Invisible Touch est un titre fort parce que c’est un titre faible : au message sommaire mais qui est transcendé par l’hameçonnage de Rutherford, ce « hook » de feu sur lequel repose le morceau tout entier. La mélodie vocale qui, sur d’autres morceaux plus sophistiqués, se met parfois à distance de l’instrumental lui est ici entièrement subordonnée se contentant de se caler sur la guitare. Et zou, voix et lead en parallèle pour multiplier l’efficacité du tout. Le groove inhérent au jeu de batterie, d’une invraisemblable technicité, de Collins (on ne le dira jamais assez) fait le reste, propulsant un morceau qui aurait pu être anodin vers la stratosphère 80s. Le reste du morceau (les claviers, le synthé) ne sont là que pour l’enluminure. On retiendra, pour la bonne bouche, et pour renforcer le propos d’un groupe qui se heurte au réel, la petite chorégraphie (qu’on voit de manière fugace dans le clip mais qui accompagnera systématiquement le morceau sur scène) consistant pour le trio à se réunir, au moment clé du morceau, pour former une triangle parfait et s’adresser un sympathique et mélancolique « coup de boule » de solidarité/fraternité.

Invisible Touch, c’est Genesis qui se réveille après plus de quinze ans d’activités et se rend compte que sa jeunesse est loin, Genesis qui se réveille avec le désir d’assumer son statut et son histoire, de jouer dans des stades et de porter des vestes pourpres. Invisible Touch, comme le dira plus tard Phil Collins, est un morceau magique où un groupe venu des dessous de l’histoire y entre par la grande porte en s’y précipitant tout en entier. Le rythme est celui du funk, inspiré par les rois de l’époque, Prince en particulier et sa fabuleuse batteuse Sheila E (que Collins admire), les rois du glam et du rock sexy. C’est la revanche des petits, des batteurs, des moches. C’est l’histoire de l’homme blanc et de son alcoolisme, de ses peines et de ses nuits blanches ramassées à la petite cuillère. D’aucuns ont prétendu que Invisible Touch était une parfaite métaphore de l’addiction à la cocaïne mais c’est une blague immense. Genesis n’avait même pas besoin de ça pour sautiller sur scène, pour faire semblant d’être joyeux. Il leur suffisait de contempler le public et de voir d’où ils étaient partis.
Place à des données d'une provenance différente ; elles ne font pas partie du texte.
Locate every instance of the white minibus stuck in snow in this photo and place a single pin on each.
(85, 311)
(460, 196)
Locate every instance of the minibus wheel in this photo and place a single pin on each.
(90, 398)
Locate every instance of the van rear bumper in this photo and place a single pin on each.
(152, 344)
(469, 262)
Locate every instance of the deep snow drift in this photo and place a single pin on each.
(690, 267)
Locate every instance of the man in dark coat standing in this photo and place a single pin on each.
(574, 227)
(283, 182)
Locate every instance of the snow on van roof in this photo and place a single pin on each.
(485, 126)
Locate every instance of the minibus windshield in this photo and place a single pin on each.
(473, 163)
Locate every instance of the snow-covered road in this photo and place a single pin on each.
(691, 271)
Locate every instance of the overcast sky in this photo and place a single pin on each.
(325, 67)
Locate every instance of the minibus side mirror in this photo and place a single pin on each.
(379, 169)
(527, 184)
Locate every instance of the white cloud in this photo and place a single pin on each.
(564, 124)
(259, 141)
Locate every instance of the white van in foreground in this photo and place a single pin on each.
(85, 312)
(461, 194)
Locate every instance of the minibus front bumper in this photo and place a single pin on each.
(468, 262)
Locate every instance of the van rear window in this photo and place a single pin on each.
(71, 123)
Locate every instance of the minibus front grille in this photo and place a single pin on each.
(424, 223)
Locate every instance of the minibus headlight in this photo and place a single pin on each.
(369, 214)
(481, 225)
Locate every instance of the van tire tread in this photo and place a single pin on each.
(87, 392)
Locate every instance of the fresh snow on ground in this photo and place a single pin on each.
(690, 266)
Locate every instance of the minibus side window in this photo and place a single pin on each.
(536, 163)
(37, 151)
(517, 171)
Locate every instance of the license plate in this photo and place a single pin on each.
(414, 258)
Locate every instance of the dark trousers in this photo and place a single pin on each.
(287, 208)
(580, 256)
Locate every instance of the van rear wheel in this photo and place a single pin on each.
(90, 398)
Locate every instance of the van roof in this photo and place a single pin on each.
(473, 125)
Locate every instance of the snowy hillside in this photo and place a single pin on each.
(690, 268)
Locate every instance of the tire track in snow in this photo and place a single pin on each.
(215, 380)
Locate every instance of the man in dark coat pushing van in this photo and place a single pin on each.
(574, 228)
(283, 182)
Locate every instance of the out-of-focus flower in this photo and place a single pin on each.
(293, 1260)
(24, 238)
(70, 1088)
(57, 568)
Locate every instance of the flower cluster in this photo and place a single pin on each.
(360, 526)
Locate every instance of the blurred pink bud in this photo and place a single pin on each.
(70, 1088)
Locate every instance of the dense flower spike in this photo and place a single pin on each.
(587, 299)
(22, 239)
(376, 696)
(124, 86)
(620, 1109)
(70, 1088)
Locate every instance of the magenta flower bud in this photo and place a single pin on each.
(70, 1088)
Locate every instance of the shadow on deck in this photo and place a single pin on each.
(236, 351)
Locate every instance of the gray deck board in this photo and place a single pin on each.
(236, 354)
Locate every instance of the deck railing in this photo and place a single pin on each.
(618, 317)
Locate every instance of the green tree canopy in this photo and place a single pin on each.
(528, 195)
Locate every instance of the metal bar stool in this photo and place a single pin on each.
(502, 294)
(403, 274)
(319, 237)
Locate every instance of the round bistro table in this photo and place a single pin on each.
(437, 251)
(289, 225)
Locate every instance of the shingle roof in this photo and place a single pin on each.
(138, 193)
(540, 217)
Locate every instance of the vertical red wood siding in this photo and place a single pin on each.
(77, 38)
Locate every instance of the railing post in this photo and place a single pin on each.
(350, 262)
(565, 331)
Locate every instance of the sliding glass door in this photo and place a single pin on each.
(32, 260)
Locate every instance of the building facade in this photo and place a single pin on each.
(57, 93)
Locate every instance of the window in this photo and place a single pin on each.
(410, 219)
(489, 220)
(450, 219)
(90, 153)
Si Invisible Touch et le groupe Genesis dans son entier sont aujourd’hui parfois moqués et ridiculisés, c’est parce que l’auditeur (avisé) ne peut pas s’empêcher de voir que ces trois types ne sont pas nés avec des stades entiers à leurs pieds, qu’ils n’ont pas fait les bonnes écoles pour ça. Ce sont, à leur manière des parvenus du style (comme Duran Duran et quelques autres), des types qui, à un moment donné, se sont rendus compte qu’ils pouvaient le faire et ont décidé d’y aller à fond. C’est cette absence de retenue et cette attitude décomplexée dans la précipitation dans le mainstream qui les rend un peu pathétiques pour les rockeurs indépendants. Quel mal y a-t-il à se faire du bien ? Quel mal y a-t-il à changer de monde ?

Aujourd’hui Phil Collins a plus de 120 millions de livres à la banque. Il n’y a que cet enfoiré de Ringo Starr qui a gagné plus que lui en jouant de la batterie. Son seul rival de l’époque, John Bonham de Led Zeppelin, plus puissant et tout aussi technique et mélodique, meurt en 1980 après avoir ingurgité 40 shots de vodka, étouffé dans son vomi. L’Invisible Touch a encore frappé. Il ne peut en rester qu’un (ou deux à la rigueur). Il vaut mieux être riche et bien portant que mort et sec comme un pruneau. Phil Collins chante assis parce qu’il est tombé la nuit en allant faire pipi. Les voies du mainstream sont impénétrables. Méditation épique sur l’intangible.